The forward-looking statements may include statements regarding product
development, product potential or financial performance. No forward-looking
statement can be guaranteed, and actual results may differ materially from those
projected. Merck undertakes no obligation to publicly update any forward-looking
statement, whether as a result of new information, future events or otherwise.
Forward-looking statements in this communication should be evaluated together
with the many uncertainties that affect Merck’s business, particularly those
mentioned in the risk factors and cautionary statements set forth in Item 1A of
Merck’s Form 10-K for the year ended December 31, 2008, and in its periodic
reports on Form 10-Q and Form 8-K, which the Company incorporates by reference.

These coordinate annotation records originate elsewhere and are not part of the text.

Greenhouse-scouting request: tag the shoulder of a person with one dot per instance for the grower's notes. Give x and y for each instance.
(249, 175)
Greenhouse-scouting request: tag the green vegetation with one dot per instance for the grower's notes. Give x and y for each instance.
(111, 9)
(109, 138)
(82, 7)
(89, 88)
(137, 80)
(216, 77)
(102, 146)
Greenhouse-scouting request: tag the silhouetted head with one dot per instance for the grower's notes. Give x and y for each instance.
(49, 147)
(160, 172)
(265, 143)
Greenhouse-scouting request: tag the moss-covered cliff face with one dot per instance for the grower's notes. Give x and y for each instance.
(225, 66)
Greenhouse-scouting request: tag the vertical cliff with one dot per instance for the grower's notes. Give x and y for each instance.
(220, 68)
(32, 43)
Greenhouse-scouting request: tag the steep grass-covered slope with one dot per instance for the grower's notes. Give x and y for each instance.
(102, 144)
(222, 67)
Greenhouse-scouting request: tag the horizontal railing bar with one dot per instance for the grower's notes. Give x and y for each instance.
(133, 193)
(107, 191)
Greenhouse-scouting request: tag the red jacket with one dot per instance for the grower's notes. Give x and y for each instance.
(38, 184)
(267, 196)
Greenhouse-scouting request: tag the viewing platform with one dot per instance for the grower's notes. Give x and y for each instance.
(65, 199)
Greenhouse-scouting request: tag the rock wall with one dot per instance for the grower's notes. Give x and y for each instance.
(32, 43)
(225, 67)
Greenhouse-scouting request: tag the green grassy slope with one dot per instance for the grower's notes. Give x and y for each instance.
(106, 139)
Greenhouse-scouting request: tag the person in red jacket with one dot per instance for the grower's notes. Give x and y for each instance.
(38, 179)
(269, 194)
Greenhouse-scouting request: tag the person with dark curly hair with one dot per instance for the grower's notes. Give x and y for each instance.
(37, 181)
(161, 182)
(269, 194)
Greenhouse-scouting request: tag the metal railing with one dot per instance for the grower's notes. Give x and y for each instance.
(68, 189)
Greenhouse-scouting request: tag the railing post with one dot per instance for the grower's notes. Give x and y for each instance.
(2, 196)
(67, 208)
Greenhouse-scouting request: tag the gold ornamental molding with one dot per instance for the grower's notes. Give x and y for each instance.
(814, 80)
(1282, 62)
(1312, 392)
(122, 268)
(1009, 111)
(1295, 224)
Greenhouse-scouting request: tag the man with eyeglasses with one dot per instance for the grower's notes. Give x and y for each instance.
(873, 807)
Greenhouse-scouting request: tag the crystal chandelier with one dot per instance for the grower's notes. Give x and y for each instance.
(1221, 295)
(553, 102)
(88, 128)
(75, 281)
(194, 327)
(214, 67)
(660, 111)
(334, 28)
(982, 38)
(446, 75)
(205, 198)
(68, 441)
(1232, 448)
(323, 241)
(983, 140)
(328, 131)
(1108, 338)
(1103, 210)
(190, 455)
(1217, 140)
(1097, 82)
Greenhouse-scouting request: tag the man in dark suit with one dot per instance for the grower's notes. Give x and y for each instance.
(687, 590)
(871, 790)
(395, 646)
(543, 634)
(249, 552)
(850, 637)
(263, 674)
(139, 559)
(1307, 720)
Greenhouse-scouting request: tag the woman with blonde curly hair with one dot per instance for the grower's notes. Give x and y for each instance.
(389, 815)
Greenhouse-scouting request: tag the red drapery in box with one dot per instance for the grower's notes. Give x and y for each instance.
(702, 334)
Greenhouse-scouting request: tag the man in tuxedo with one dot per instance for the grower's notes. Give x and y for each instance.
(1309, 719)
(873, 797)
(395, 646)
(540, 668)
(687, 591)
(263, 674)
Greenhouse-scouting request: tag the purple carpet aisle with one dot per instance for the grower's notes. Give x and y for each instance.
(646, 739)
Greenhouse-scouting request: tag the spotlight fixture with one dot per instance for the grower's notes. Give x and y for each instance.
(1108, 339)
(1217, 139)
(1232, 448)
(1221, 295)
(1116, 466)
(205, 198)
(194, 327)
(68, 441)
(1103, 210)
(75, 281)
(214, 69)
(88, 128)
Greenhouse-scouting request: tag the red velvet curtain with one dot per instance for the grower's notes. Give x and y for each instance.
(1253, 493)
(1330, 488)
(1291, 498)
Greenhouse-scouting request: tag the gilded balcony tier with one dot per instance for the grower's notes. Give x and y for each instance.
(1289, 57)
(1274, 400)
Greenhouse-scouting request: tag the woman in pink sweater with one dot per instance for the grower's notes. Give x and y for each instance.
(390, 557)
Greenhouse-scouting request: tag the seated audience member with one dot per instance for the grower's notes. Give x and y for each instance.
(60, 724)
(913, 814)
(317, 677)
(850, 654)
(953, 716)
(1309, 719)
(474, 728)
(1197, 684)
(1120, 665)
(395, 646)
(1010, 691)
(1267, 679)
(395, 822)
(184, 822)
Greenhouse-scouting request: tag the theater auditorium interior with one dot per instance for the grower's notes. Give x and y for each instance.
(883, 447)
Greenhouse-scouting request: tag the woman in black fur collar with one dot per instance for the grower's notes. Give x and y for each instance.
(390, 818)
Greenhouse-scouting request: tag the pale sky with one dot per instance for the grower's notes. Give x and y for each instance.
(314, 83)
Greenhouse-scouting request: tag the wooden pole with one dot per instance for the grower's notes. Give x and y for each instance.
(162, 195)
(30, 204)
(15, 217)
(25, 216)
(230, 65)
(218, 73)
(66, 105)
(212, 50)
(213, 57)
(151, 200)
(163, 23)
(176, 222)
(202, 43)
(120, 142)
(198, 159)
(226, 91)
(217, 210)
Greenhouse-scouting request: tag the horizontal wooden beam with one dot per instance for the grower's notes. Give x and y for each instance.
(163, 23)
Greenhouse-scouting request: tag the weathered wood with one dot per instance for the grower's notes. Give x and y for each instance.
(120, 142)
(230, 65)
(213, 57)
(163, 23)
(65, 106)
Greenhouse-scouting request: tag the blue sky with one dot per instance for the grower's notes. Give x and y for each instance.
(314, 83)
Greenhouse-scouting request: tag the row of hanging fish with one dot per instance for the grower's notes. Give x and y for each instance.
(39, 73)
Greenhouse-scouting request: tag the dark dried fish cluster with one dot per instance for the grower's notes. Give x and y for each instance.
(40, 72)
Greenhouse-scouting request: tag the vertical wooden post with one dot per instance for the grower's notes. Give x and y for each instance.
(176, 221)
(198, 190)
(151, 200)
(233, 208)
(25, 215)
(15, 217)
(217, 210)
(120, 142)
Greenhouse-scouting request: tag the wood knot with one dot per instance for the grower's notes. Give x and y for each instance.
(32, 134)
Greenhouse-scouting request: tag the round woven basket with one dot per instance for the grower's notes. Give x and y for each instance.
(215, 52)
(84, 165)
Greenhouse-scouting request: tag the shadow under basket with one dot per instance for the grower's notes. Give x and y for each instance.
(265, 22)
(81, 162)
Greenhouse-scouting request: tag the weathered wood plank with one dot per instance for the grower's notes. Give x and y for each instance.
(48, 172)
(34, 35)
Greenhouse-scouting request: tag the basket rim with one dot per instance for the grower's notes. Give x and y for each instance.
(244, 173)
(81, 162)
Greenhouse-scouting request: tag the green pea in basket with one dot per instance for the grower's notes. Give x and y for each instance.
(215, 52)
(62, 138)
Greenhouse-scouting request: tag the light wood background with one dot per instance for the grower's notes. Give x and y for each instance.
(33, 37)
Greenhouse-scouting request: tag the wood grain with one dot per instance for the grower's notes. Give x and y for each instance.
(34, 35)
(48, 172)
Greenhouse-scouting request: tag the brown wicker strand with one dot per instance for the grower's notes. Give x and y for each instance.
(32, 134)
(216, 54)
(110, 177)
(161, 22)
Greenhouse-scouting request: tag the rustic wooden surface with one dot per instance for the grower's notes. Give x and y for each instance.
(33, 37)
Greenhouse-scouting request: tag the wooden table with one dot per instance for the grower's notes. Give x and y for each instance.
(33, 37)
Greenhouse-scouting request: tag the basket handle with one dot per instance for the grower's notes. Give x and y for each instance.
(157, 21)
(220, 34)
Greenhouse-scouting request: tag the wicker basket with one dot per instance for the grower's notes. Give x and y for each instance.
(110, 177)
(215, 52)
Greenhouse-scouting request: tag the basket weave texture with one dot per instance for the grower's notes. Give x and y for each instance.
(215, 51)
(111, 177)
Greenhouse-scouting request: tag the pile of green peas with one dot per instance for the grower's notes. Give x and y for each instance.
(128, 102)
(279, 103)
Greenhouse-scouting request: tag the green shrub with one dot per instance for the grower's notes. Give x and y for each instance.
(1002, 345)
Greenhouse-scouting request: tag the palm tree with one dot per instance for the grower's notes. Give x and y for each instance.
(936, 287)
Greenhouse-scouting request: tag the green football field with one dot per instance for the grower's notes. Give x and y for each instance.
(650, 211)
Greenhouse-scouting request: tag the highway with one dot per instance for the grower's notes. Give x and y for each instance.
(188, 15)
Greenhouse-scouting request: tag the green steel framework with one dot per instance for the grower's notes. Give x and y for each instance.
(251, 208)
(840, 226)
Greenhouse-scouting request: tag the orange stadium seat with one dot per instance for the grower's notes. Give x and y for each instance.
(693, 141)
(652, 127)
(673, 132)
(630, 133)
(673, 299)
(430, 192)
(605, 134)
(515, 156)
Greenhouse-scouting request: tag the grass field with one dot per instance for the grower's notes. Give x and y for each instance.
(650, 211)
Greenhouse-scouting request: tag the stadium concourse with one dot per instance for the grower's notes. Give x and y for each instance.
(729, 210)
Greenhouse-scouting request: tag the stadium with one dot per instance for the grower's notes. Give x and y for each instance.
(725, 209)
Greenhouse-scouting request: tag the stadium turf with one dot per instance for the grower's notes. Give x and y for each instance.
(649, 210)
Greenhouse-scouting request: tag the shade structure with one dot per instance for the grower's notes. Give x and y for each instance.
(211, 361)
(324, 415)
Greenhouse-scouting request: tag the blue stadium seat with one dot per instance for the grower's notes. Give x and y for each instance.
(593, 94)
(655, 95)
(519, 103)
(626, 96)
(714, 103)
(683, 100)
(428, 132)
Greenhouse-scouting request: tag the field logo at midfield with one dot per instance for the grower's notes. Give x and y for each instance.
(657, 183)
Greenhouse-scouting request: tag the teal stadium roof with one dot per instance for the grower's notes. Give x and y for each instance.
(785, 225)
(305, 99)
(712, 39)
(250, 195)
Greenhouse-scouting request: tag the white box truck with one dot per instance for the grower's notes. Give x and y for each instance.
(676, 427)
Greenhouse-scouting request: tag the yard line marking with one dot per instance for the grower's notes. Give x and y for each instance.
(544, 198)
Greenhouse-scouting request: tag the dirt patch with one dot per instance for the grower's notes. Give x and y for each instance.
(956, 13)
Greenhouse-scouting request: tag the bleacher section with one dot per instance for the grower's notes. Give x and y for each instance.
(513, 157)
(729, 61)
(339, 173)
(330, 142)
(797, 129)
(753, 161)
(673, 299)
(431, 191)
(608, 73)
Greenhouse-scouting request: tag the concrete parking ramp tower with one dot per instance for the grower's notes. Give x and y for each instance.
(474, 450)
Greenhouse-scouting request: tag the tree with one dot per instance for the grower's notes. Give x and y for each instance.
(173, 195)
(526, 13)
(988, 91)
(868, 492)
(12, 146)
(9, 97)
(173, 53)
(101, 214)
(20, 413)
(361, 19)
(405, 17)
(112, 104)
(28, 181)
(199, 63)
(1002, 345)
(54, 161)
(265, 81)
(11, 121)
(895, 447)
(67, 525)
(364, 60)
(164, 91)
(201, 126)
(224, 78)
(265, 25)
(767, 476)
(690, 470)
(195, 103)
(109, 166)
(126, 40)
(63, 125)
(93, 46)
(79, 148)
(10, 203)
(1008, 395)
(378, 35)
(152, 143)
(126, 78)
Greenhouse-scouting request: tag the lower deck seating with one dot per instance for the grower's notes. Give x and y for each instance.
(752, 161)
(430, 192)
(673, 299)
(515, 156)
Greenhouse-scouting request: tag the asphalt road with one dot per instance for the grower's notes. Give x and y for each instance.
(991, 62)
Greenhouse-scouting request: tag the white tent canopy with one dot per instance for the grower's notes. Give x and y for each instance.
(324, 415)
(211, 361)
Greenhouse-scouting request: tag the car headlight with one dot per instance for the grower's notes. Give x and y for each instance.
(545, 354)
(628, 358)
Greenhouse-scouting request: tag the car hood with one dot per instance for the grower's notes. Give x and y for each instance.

These reports are available on our website at www.merck.com and
www.schering-plough.com.
In
connection with the proposed transaction, Schering-Plough will file a
registration statement, including a joint proxy statement of Merck and
Schering-Plough, with the Securities and Exchange Commission (the “SEC”). Investors are
urged to read the registration statement and joint proxy statement (including
all amendments and supplements to it) because they will contain important
information. Investors may obtain free copies of the registration statement and
joint proxy statement when they become available, as well as other filings
containing information about Merck and Schering-Plough, without charge, at the
SEC’s Internet web site (www.sec.gov). These documents may also be obtained for
free from Schering-Plough’s Investor Relations web site
(www.schering-plough.com) or by directing a request to Schering-Plough’s
Investor Relations at (908) 298-7436. Copies of Merck’s filings may be obtained
for free from Merck’s Investor Relations Web Site (www.merck.com) or by
directing a request to Merck at Merck’s Office of the Secretary, (908)
423-1000.
Merck and
Schering-Plough and their respective directors and executive officers and other
members of management and employees are potential participants in the
solicitation of proxies from Merck and Schering-Plough shareholders in respect
of the proposed transaction.
Information
regarding Schering-Plough’s directors and executive officers is available in
Schering-Plough’s proxy statement for its 2008 annual meeting of shareholders,
filed with the SEC on April 23, 2008, and information regarding Merck’s
directors and executive officers is available in Merck’s preliminary proxy
statement for its 2009 annual meeting of stockholders, filed with the SEC on
February 25, 2009. Additional information regarding the interests of such
potential participants in the proposed transaction will be included in the
registration statement and joint proxy statement filed with the SEC in
connection with the proposed transaction.